Example 4 Analogously to Example 1, 60 g of N-acryloylaminoisobutyric acid are used (Melting point 186-1870 c), stabilized with 0.5% hydroquinone, at 2600 C / 14 Torr implemented. The reaction mixture becomes 2-vinyl-4,4-dimethyloxazolone-5 with Petroleum ether extracted and then by vacuum distillation (boiling point 26 - 280 C - 0.5 Torr).

Example 5: 60 g of N-methacryloyl-α-aminoisobutyric acid stabilized with 0.5% hydroquinone is allowed to melt over the tube walls heated to 2600 ° C. within 30 minutes of a thin film evaporator. The reaction product becomes after condensation worked up in a cooler connected downstream of the thin-film evaporator as in Example 2.

Example 6s 10 g of N-methacryloyl-a-aminoisobutyric acid, dissolved in 50 ml of diethylene glycol dibutyl ether are at 2500 C and 12 Torr in the example 1 described apparatus dehydrated.

The 2-isopropenyl-4, 4-dimethyl-oxazolon-5 formed is by vacuum distillation isolated.

Example 7: In 50 ml of an isomer mixture of triaryldimethanes (Marlotherm S, Chemische Werke Hüls) 10 g of N-methacryloyl-α-aminoisobutyric acid are dissolved and C, 05 g hydroquinone.

This solution is under a moderate stream of nitrogen at 100 torr heated to 2500 C. The condensate occurring in a separator is according to the example 2 elaborated; Example 8t In one with a heatable dropping funnel, stirrer and distillation attachment The 1 l three-necked flask is provided with 250 ml of paraffin oil and heated to 2500 ° C. while stirring.

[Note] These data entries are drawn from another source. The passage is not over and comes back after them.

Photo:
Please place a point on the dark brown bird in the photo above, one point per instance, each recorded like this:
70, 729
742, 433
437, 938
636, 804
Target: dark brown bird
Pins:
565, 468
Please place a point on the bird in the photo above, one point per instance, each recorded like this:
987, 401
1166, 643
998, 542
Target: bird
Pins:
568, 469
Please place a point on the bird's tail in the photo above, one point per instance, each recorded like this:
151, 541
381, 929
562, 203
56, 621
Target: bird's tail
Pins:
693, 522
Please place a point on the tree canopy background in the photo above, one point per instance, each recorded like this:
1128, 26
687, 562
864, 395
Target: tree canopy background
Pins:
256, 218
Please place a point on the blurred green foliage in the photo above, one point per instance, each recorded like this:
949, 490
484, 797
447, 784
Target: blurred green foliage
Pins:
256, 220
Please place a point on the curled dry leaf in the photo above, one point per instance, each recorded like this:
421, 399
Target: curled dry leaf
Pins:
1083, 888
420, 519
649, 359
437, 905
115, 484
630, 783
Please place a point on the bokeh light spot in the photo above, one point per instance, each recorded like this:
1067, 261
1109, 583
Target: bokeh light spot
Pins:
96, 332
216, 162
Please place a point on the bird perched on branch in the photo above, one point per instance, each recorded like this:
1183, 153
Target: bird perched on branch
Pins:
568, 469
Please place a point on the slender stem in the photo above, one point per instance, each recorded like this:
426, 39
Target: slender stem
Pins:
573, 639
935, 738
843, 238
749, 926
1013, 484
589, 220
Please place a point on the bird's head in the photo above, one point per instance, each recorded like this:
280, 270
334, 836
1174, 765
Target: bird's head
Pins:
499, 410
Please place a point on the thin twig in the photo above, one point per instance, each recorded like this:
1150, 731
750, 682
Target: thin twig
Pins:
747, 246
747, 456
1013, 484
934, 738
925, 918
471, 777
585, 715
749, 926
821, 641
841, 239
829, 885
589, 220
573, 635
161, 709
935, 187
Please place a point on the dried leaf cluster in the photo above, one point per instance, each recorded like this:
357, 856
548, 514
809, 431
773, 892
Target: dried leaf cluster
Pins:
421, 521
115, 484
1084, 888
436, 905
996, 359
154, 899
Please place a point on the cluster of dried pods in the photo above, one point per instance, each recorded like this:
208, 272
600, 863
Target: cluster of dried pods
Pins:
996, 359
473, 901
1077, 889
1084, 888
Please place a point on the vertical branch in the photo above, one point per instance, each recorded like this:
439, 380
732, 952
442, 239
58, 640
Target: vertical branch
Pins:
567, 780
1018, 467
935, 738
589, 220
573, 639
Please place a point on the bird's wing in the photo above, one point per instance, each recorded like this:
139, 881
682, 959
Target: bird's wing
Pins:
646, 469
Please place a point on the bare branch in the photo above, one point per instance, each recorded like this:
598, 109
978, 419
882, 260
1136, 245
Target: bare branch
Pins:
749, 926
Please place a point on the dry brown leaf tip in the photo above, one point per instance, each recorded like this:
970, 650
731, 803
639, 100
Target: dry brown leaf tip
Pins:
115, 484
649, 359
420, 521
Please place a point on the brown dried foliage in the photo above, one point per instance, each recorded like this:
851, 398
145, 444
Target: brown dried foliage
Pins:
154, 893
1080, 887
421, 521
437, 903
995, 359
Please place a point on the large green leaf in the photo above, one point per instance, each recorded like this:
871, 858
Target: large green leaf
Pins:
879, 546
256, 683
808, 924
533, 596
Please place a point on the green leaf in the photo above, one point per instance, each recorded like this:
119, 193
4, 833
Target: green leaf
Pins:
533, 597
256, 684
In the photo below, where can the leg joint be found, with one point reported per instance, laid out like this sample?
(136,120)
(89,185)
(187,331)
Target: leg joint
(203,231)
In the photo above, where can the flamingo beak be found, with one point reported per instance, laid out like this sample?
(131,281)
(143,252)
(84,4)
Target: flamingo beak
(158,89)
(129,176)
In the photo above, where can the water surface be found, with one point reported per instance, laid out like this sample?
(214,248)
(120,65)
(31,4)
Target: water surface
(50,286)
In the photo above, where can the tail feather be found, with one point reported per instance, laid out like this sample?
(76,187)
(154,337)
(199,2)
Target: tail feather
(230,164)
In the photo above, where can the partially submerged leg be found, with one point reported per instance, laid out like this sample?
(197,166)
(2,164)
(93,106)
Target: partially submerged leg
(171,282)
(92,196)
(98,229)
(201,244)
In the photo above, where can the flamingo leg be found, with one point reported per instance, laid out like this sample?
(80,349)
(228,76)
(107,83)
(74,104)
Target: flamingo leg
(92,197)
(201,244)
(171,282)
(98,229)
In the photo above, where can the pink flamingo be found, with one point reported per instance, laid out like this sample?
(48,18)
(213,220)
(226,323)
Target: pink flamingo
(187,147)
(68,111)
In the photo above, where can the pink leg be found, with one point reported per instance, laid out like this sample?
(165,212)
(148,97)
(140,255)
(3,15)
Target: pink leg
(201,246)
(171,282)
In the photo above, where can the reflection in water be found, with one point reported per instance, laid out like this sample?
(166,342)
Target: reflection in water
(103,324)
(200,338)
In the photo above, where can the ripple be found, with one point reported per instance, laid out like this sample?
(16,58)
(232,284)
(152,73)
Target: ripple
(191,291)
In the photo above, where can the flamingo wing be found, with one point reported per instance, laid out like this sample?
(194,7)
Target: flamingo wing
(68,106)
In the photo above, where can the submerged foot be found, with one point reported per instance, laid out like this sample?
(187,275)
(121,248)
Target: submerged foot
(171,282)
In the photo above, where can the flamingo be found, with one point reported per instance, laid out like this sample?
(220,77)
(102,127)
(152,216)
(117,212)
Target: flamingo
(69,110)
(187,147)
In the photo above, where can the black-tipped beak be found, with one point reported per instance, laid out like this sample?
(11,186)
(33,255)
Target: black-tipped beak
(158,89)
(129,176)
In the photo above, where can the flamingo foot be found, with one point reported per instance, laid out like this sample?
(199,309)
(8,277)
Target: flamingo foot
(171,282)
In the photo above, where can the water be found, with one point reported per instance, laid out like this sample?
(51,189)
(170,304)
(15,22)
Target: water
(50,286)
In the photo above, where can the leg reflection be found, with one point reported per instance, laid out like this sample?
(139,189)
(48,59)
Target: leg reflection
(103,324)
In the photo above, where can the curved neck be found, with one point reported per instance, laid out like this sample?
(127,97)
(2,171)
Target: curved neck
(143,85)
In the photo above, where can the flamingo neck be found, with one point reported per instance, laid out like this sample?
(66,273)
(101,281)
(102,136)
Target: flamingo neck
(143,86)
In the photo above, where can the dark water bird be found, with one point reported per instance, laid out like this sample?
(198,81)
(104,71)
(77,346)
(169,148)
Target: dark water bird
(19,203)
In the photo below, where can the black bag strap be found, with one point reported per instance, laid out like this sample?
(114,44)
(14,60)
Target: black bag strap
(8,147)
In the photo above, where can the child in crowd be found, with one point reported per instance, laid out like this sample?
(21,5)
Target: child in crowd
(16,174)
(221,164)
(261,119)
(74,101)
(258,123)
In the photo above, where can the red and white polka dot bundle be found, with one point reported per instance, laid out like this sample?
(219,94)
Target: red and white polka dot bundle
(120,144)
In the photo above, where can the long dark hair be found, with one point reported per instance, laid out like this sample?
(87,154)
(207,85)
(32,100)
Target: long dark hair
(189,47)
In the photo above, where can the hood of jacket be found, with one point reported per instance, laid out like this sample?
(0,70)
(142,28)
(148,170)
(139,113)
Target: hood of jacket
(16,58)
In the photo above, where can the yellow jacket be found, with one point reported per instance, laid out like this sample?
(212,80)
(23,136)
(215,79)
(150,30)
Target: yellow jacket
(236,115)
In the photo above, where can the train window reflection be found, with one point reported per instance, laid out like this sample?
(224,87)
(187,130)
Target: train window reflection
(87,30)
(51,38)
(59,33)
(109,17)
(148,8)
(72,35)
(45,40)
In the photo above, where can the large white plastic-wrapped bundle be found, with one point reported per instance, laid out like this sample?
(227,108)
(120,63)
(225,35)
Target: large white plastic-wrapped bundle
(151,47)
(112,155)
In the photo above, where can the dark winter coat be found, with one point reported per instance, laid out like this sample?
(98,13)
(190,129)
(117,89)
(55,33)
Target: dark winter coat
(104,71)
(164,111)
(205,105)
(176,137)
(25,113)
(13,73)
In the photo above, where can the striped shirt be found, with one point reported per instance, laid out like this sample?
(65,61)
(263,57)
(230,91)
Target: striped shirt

At a pressure of 70-100 Torr, 60 g at 0.5 are left in the course of 30 minutes % Hydroquinone was added to N-methacryloyl-α-aminoisobutyric acid melted in the dropping funnel drip.

The 2-isopropenyl-4,4-dimethyl-oxazolon-5 formed is via a Distillation attachment removed.

Claims (1)

Process for the preparation of substituted oxazolones of the general formula from acylaminocarboxylic acids or esters of the formula where in both formulas R1 and R2 denote lower alkyl radicals or, taken together with the adjacent G atom, form a carbocyclic ring, R is an alkyl or alkenyl radical and R is hydrogen or a lower alkyl radical, characterized in that the acylaminocarboxylic acids or esters in pure distribution or be heated in a thin layer to temperatures above 2000 C.